第9話 初雪観測のち裸族バレる

 この地でやりたいことがあった。

 山沿いに居を移すなら見たいと思って、寒さに一段と冷え朝も遅く来るようになった頃、私はゾーイにすら内緒でまだ太陽が登らない時間に屋敷を出た。

 薄暗いけど夜目はきくほうだから足元に問題はない。

 吐く息は白いし、冷たい空気は刺さるけど、気にせず進む。


「間に合った」


 ここに来たばかりの頃見つけた開けた小さい滝のあるこの泉は私のお気に入りになった。

 今日はこの滝の上まで登る。あまり高さはないけど、この場所が開けてよく見える。

 泳ぐには丁度いい広さだから、やっぱり春には服脱いで泳ご。止められても強行突破しよ。


「フォー?」


 泳ぐのを止める筆頭になるであろう大型犬のフォーが離れたところに出てきた。

 おいでと言えば隣にお座りする。


「おはよ。早いね」


 尻尾を一振り。

 フォーについて領主とお話しすることがないから聞けずじまいだ。でも今はフォーと仲良くできてるから深く知らなくてもいいかなと思ってる。隣で動かないのをいいことに腕を回して抱き着いた。


「あったかい」


 もふもふを堪能しながら夜明けを見るなんて贅沢ね。


「フォーは毎日見てるのかな?」


 空が薄い群青の頃に出たから、今はもう白くなり始めた。

 山際が少しずつ明るくなって、山の線が輝き始める。薄い紫に染まる空、同じ色の雲が横に長く伸びていく。山が近いからか、光を近くに感じた。


「季節見られるのっていいなあ」


 ね、とフォーに同意を求めると、目を合わせて尻尾を一振りする。同じ気持ちかと思うと嬉しかった。

 今の時期は陽が昇るのが遅いのもあって起きるのに苦労しない。それにもう一つ見たいものがあった。


「よし、雲出てきた」


 山の天気は変わりやすい。

 徐々に暖かい日の光を遮る。

 その後にふわりと柔らかく軽い白色が落ちてきた。


「当たり」


 まだ外でも裸になれる時から今まで天気の移り変わりを観察し続けて、聖女教育で鍛えた感のよさで今日朝焼けから早くに雪が降ると判断した。

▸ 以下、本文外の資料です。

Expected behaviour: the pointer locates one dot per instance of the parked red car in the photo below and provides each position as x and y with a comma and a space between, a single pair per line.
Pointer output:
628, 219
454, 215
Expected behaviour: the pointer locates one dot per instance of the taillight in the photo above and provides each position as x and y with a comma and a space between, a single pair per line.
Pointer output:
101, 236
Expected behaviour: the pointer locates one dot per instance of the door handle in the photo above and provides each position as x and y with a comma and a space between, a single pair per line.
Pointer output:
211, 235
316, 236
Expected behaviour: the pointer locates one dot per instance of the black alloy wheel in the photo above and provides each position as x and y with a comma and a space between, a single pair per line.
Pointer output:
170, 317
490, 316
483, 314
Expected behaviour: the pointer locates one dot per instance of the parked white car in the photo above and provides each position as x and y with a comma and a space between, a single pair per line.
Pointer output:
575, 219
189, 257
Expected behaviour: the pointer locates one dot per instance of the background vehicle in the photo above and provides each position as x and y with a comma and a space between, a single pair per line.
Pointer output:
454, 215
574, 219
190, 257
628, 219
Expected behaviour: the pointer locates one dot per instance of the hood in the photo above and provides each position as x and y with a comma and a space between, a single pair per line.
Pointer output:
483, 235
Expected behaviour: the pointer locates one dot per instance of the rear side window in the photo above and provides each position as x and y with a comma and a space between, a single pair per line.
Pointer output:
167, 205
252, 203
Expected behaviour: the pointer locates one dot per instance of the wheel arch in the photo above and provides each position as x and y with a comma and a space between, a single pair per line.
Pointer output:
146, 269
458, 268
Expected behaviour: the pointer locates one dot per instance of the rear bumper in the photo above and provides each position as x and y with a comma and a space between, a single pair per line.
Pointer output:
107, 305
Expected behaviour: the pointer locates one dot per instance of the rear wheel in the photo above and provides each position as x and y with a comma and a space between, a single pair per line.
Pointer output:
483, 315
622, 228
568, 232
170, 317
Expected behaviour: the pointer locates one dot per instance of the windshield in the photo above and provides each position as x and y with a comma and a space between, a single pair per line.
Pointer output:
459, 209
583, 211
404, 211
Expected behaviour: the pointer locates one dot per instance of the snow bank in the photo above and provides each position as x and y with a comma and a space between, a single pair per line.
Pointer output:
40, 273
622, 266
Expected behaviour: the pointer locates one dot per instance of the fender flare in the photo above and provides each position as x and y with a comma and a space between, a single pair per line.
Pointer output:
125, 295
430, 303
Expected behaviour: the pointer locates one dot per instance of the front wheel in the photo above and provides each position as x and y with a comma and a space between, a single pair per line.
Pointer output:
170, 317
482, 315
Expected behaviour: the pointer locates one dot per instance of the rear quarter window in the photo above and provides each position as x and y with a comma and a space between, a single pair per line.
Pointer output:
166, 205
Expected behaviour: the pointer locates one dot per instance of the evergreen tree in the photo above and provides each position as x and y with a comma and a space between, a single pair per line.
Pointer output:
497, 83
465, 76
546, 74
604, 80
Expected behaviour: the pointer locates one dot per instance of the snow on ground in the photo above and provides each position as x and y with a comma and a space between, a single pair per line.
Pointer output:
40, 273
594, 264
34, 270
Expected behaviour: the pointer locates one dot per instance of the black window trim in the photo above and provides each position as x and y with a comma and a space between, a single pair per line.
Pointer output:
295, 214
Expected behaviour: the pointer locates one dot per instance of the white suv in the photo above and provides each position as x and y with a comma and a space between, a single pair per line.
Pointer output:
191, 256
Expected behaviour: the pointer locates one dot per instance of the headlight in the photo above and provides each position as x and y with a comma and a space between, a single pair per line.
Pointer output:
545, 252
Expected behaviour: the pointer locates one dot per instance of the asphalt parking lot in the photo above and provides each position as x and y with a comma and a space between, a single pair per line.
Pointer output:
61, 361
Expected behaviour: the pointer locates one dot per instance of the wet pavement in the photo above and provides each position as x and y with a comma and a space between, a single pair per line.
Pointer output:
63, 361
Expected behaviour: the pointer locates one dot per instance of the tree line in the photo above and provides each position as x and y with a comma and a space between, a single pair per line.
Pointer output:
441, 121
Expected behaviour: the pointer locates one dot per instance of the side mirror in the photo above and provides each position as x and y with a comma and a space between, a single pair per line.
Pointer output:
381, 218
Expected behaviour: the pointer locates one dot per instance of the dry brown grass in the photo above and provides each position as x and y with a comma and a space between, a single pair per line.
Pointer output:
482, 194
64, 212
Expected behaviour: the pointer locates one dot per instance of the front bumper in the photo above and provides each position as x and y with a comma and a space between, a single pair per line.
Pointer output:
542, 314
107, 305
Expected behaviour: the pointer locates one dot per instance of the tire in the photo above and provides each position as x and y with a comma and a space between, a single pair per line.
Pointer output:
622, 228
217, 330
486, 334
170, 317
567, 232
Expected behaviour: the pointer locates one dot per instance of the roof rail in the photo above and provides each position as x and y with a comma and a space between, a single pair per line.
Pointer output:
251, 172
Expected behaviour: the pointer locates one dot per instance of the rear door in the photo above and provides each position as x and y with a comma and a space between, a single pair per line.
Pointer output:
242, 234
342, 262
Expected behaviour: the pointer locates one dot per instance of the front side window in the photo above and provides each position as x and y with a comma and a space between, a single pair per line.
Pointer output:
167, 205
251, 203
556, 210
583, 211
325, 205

 ドンピシャで当たりを叩き出す。ここで聖女教育が役に立つなんて笑えるわ。


「……今度旦那様誘ってみようかな?」


 ばっと勢いよく私を見るフォー。ん? 驚いてる?

 もふもふを抱き締めて一緒に見ていたけど、腕を緩めて見つめ直す。


「なに? そりゃ夫婦の時間はだめって条件にしてるけど」


 じっとこちらを見るだけのフォーの気持ちが読みとれなかった。

 私の結婚の条件だって知らないだろうしね。


「一人の時間も欲しいけど、仲良く過ごすにこしたことはないでしょ?」


 分かる? と言ってもフォーは反応を示さない。尻尾も動かない。

 条件をきっちり守る彼のこと、今後も接触はないだろう。

 けど油断はできない。接触できないを理由に即離縁を叩きつけられないよう、せめて一年。それぐらい頑張って離縁ならお情けで実家の敷居を跨げる気がするので、今は絶賛最低限友好な関係だけは築いておきたい。うん、私すごくゲスだね。条件出しておいて一年仲良くして下さいとか都合よすぎる。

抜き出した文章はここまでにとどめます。